Many contracts have an escape clause, and for many lesser crimes, “just” getting out of the caves is sufficient to the relative safety, privacy, and comfort of the village. And yet, not everyone who’s earned the safety of the village stays there. Being in the village means much less camera time, fewer audience favorites, and some resources (like those very rare communication points) simply don’t work on the surface. Everything in or above the Korae is there for the audience, not the inmates, and if you’ve retired from the game below, you’re not pulling in money for the producers. Depending on the contract, it’s almost always better for an inmate’s ledger or royalties for them to stay in the game. They might even get a bonus for coming back as a recurring character.
The Dragon
The true name of the great beast known as The Warden is not generally known outside Pulse’s inner circles. He is young enough that he has rivals he has yet to outlive, and he keeps a low profile so outside interests leave him to his projects and prisoners. Originally his sign was &@@$$Thorn$28876, but he started going by “On Five” as his career as a television producer took off. Now, after 50 years in the business and 120 or so years of ongoing existence, he’s become one of the younger of the great beasts…not quite in the endless Valhalla of Pulse’s most glorious retirement plan, but off of most of his projects…except the one big one.
On Five’s most common Vector form these days is a large bull, towering, shaggy, and usually stained with soot, grease, and a lot of misc.

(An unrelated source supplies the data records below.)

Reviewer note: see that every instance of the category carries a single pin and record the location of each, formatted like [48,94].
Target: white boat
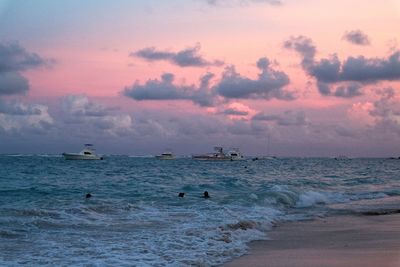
[166,156]
[235,154]
[219,154]
[88,153]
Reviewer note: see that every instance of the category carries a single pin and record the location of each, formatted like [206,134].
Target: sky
[271,77]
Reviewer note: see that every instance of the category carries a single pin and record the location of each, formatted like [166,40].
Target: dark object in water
[381,212]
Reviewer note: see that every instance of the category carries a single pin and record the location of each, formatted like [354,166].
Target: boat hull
[72,156]
[165,157]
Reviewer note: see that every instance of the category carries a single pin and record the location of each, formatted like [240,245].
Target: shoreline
[367,240]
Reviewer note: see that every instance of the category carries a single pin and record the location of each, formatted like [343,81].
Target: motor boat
[88,153]
[166,156]
[235,154]
[219,154]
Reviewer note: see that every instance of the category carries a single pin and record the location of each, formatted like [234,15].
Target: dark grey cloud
[357,37]
[13,83]
[188,57]
[235,112]
[242,2]
[270,83]
[80,112]
[80,105]
[354,72]
[288,118]
[18,119]
[165,89]
[13,58]
[17,108]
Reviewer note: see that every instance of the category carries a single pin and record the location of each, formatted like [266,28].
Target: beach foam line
[339,241]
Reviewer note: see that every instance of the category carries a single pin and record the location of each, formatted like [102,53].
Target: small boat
[88,153]
[166,156]
[219,154]
[235,154]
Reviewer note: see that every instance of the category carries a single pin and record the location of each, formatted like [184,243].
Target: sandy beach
[351,241]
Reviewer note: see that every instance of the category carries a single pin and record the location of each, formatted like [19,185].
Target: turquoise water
[135,217]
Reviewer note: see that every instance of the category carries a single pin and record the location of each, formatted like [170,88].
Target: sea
[134,216]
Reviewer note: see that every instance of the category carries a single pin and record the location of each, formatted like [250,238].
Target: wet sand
[368,240]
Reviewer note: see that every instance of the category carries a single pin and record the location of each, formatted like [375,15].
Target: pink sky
[97,59]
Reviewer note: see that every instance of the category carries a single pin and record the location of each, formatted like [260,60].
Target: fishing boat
[166,156]
[219,154]
[235,154]
[88,153]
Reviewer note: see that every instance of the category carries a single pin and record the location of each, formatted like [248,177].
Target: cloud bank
[351,74]
[188,57]
[269,84]
[357,37]
[165,89]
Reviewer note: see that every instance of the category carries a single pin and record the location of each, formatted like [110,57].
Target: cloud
[288,118]
[17,118]
[80,105]
[269,84]
[237,110]
[94,117]
[353,73]
[13,58]
[17,108]
[12,83]
[165,89]
[357,37]
[188,57]
[242,2]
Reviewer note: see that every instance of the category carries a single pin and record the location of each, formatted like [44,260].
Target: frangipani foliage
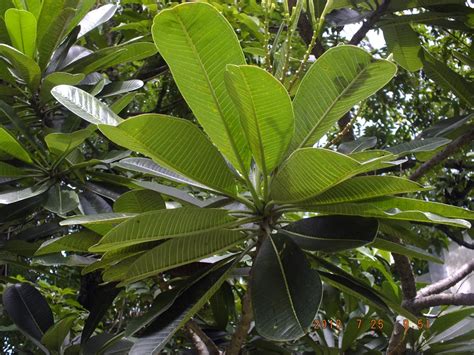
[257,155]
[266,192]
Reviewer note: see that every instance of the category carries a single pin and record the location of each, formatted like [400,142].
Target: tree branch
[444,154]
[369,23]
[448,282]
[457,299]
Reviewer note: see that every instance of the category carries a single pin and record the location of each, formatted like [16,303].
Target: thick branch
[369,23]
[203,344]
[457,299]
[448,282]
[444,154]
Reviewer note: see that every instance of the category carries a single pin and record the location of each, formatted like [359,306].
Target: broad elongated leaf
[63,143]
[365,187]
[139,201]
[19,194]
[418,145]
[159,332]
[309,172]
[54,337]
[148,166]
[338,80]
[96,18]
[181,251]
[28,309]
[53,22]
[85,105]
[164,224]
[265,111]
[23,66]
[332,233]
[404,43]
[61,200]
[79,242]
[55,79]
[21,26]
[410,251]
[12,147]
[197,43]
[442,75]
[287,312]
[401,209]
[157,135]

He was originally a raccoon with a stark black and white coat, and will usually take that shape when summoned to a meeting.
On Five’s “dragon” shape is a massive 70 foot long serpent, weighing in at just under a ton. Its scales are a rippling, shadows-on-stones pattern of dark and light grays. No suprise from his shape and size, On Five is bone-crushingly strong. He also has a nasty knock-out venom which wipes out a few hours of recent memory as well. He can see quite well in the dark with thermal vision, but it rarely comes up as he also perceives the entire compex through its many cameras. His temple is in one of the lower rooms of the cave, a difficult to find sanctuary behind a partial cave-in, and it would be almost impossible to get to unless you can shape-change to something huge, something fairly small, climb a ceiling, and see in the dark.
Finding On Five, in or out of his temple, is challenging: once he’s aware that he’s threatened, he has powerful surveillance tools, and can pull mobs together with reward drops, video screen messages, and any number of promises. He has access to a large number of concealed molecular printers scattered throughout the complex as well, and a bioprinter in lowest level of the Panopticon.. But simply finding him and his temple is next to impossible, as he rarely comes to the higher levels of the prison, perfectly happy to work through cameras, droids, and carefully placed murderers.